Attributing specific attacks to an individual, group, movement, or country in an age where toolkits and resources are bought and sold is no trivial task. And when it comes to figuring out who is executing or financing attacks, it’s often a crapshoot.

“Spanish IP addresses assigned to Spanish endpoints performing attacks are not necessarily backed or endorsed by the Spanish government, neither do they represent official policy,” says Tom. “Evidence linking these recent attacks to Sofacy or Russia might exist, but I haven’t seen anything public that can be used to confirm or refute that. That element of plausible deniability is pretty common and makes cyber attacks an attractive tool for espionage, data theft and more.”

Legacy Systems ensure the same old tricks keep working

Mainframes, old software and hardware, services that have yet to be written off with service providers for which lengthy contracts exist and for which security was never a requirement, are a significant problem for governments. One example would be the 2015 OPM hack, in which legacy systems were singled out as a significant underlying cause.

“Governments have IT budgets, and securing systems against everything in a particular government’s or department’s threat model isn’t always covered,” says Tom.

Cyber defenses often lack depth

Patching vulnerabilities after they’re disclosed is a sort of race: can defenders patch their systems before attackers develop exploits? In most cases, the answer is no, because most organizations can’t do this in a cost-efficient way. So what do the defenders have to fall back on?

“Network compartmentalization, application and operating system hardening, logging and alert mechanisms. But in the real world, there’s not enough of this,” explains Tom. “Containment strategies don’t work very well without these layers, which leads to core assets like email, active directory, and backup or cloud infrastructure being compromised.”

Not enough cyber security expertise to keep up with attacks

It’s no secret that the cyber security workforce is facing a significant skills shortage.
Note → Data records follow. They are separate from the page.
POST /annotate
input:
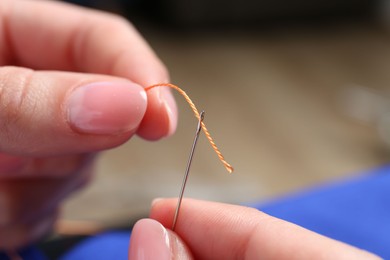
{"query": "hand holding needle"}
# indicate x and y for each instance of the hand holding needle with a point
(183, 186)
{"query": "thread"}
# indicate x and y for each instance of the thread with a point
(228, 167)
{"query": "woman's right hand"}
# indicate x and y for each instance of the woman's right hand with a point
(209, 230)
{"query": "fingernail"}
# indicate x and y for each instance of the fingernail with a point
(149, 240)
(106, 107)
(171, 108)
(155, 201)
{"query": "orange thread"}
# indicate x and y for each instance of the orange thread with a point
(228, 167)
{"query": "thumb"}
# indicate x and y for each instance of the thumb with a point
(51, 113)
(150, 240)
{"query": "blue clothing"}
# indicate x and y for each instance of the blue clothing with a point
(355, 211)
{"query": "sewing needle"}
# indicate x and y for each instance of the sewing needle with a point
(183, 186)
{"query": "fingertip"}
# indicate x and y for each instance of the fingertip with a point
(160, 118)
(106, 107)
(150, 240)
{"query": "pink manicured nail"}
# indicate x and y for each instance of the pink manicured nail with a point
(149, 240)
(106, 107)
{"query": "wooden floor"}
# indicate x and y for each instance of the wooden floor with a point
(283, 105)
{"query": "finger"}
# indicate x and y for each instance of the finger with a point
(83, 40)
(235, 232)
(150, 240)
(53, 113)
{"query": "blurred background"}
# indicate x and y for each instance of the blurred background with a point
(295, 94)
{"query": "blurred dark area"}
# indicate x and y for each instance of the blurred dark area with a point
(195, 14)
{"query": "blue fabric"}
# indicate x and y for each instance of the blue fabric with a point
(355, 211)
(113, 246)
(29, 253)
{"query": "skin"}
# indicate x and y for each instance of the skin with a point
(210, 230)
(48, 51)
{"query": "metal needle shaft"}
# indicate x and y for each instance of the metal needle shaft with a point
(183, 186)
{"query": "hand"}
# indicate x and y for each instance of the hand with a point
(52, 123)
(208, 230)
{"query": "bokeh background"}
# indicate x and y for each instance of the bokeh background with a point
(295, 94)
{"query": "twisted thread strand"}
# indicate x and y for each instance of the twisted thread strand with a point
(228, 167)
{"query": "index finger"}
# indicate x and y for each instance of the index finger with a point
(57, 36)
(221, 231)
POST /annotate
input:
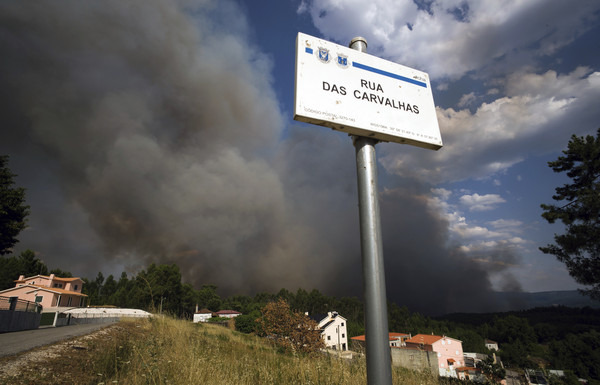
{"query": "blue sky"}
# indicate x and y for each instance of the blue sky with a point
(159, 131)
(499, 204)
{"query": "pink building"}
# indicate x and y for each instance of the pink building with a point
(227, 313)
(49, 291)
(448, 350)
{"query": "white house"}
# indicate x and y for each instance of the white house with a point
(227, 313)
(333, 330)
(202, 315)
(491, 345)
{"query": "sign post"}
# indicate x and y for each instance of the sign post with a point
(373, 100)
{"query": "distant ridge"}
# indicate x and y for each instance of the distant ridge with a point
(523, 300)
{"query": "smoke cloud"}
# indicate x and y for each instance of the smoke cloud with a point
(148, 131)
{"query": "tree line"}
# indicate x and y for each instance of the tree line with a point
(557, 337)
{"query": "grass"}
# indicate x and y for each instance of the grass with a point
(170, 351)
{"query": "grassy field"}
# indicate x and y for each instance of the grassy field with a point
(170, 351)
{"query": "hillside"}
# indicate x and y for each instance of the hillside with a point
(169, 351)
(510, 301)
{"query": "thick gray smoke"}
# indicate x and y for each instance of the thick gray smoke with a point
(148, 131)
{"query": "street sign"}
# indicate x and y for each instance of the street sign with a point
(363, 95)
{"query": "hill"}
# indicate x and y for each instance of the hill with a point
(512, 301)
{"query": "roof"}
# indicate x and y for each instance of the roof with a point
(227, 312)
(467, 369)
(397, 335)
(327, 325)
(55, 290)
(48, 277)
(392, 336)
(425, 339)
(67, 279)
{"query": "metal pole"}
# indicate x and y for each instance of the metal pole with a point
(379, 371)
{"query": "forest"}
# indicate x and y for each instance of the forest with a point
(560, 338)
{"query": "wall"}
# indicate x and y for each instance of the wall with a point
(415, 359)
(12, 321)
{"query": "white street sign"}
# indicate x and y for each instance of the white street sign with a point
(363, 95)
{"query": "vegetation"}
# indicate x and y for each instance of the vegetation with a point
(579, 246)
(559, 337)
(164, 350)
(293, 331)
(13, 211)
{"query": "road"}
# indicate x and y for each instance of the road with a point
(17, 342)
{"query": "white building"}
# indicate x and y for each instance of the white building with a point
(202, 315)
(333, 330)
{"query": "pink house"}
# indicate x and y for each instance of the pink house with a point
(227, 313)
(449, 351)
(49, 291)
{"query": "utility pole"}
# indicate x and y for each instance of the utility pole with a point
(379, 366)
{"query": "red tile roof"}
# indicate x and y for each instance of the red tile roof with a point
(425, 339)
(55, 290)
(391, 336)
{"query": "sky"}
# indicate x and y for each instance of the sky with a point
(162, 131)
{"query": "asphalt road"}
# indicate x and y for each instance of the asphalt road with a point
(17, 342)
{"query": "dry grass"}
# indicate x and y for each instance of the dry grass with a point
(169, 351)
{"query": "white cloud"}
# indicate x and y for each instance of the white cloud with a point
(467, 100)
(538, 116)
(441, 42)
(478, 202)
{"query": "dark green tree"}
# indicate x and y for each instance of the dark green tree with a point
(13, 210)
(579, 247)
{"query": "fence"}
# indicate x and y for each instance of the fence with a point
(16, 304)
(17, 314)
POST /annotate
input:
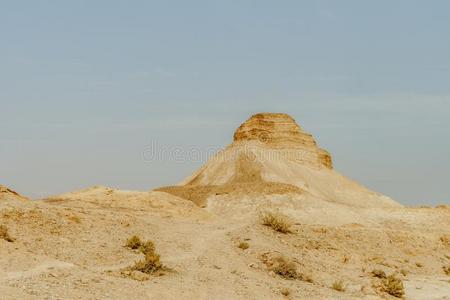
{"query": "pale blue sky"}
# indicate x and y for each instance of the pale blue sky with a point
(86, 86)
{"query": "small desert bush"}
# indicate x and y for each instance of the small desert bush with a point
(147, 247)
(151, 262)
(446, 269)
(244, 245)
(4, 234)
(338, 285)
(149, 265)
(276, 221)
(393, 286)
(134, 242)
(378, 273)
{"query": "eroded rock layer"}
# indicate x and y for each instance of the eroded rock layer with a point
(281, 132)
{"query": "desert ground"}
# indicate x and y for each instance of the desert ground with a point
(266, 218)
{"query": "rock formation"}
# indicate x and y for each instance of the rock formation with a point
(280, 131)
(272, 155)
(6, 193)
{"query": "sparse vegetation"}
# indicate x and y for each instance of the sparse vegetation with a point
(379, 273)
(285, 269)
(4, 234)
(147, 247)
(151, 262)
(393, 286)
(244, 245)
(276, 221)
(134, 242)
(338, 285)
(446, 269)
(149, 265)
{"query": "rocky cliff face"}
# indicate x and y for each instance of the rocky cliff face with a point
(281, 132)
(6, 193)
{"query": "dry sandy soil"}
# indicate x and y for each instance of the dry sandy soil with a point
(72, 246)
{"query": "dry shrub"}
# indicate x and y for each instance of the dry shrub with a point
(338, 285)
(393, 286)
(244, 245)
(285, 269)
(276, 221)
(378, 273)
(147, 247)
(4, 234)
(149, 265)
(446, 269)
(134, 242)
(151, 262)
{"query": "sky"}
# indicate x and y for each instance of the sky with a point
(88, 87)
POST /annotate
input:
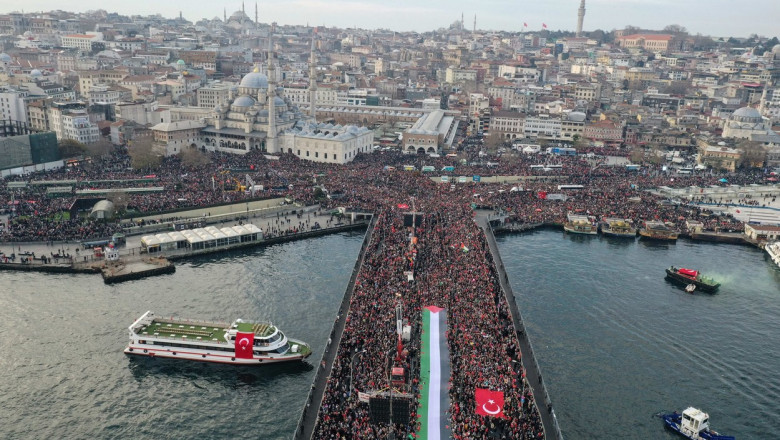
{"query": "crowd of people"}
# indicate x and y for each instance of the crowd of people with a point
(453, 269)
(446, 252)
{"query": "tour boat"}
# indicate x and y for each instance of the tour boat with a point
(658, 231)
(688, 277)
(579, 224)
(692, 424)
(618, 227)
(239, 343)
(773, 249)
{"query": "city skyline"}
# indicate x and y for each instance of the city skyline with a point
(721, 18)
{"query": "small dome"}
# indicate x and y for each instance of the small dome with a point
(747, 113)
(244, 101)
(255, 80)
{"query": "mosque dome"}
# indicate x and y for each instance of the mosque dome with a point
(255, 80)
(244, 101)
(747, 114)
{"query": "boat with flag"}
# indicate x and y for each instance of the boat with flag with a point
(579, 224)
(688, 277)
(693, 424)
(237, 343)
(618, 227)
(658, 231)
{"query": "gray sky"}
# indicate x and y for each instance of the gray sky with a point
(709, 17)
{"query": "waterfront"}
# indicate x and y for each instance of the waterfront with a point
(616, 343)
(62, 338)
(606, 328)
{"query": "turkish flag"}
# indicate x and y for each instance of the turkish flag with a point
(244, 344)
(490, 403)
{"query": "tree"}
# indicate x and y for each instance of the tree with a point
(194, 158)
(71, 148)
(143, 156)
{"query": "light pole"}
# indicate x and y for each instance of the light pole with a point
(351, 368)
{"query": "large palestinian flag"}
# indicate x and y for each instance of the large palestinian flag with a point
(434, 376)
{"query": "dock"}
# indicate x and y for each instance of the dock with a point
(121, 271)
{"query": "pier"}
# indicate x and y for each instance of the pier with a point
(532, 370)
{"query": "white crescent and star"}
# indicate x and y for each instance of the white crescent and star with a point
(492, 402)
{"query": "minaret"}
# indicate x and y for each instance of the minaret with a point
(580, 18)
(270, 143)
(313, 83)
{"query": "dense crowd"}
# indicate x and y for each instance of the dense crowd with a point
(453, 269)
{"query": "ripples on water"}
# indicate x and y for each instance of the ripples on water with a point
(617, 343)
(62, 336)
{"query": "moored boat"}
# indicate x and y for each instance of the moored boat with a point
(692, 424)
(579, 224)
(773, 250)
(658, 231)
(618, 227)
(237, 343)
(687, 277)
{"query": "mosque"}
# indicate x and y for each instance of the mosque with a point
(257, 116)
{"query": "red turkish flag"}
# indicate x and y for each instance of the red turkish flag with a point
(490, 403)
(244, 344)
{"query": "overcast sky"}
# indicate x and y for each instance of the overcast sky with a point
(709, 17)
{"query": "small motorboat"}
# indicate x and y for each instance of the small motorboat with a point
(692, 424)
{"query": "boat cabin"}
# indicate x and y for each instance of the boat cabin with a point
(694, 421)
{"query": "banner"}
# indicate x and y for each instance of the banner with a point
(490, 403)
(434, 376)
(244, 344)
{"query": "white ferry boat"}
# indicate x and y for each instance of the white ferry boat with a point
(238, 343)
(773, 249)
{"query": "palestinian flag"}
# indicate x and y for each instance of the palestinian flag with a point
(434, 376)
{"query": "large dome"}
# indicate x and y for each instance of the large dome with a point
(255, 80)
(747, 113)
“An unpopular truth is that as long as the public sector struggles to match the private when it comes to information security experience, salaries and skills, new and capable talent will be difficult to recruit for public sector positions,” says Tom. “Until that changes, choices and decisions in design, implementation and maintenance of large information security projects and the future digitalization efforts of governments around the world will stall or produce mediocre results.”

Employees are part of the attack surface

“A lot of the public sector puts effort into testing their ability to spot phishing or other basic attacks, employees are generally not able to spot more sophisticated threats like APTs,” says Tom. “It’s really impractical to provide cutting edge cyber security training to anyone with an email address that also has access to vital resources on internal networks. Companies with security layers baked into their networks don’t have to worry about this as much, as they’ll be counting on more than endpoint protection to keep the critical stuff protected.”

Last year’s WannaCry and NotPetya attacks demonstrated how important these layers are. Following WannaCry, Tom suggested treating employees working in externally-facing roles as a sort of DMZ where they’re isolated from more critical parts of a network.

Logging and incident response capabilities aren’t as popular as they could be

Knowing what is and what isn’t a security incident is vital to both detection and response efforts. Unfortunately, they’re also not prioritized in the same way as prevention.

“Organizations typically take advantage of default options for logging in operating systems and network devices but that’s not enough. Putting more effort into monitoring their networks, such as by having off-box central logging, is a quick-win that’s often overlooked,” says Tom. “Without centralized monitoring on the health and security status of IT infrastructure by someone taking responsibility for security, organizations can’t monitor the progress of attacks, respond quickly or effectively, or signal to management where more resources are needed.”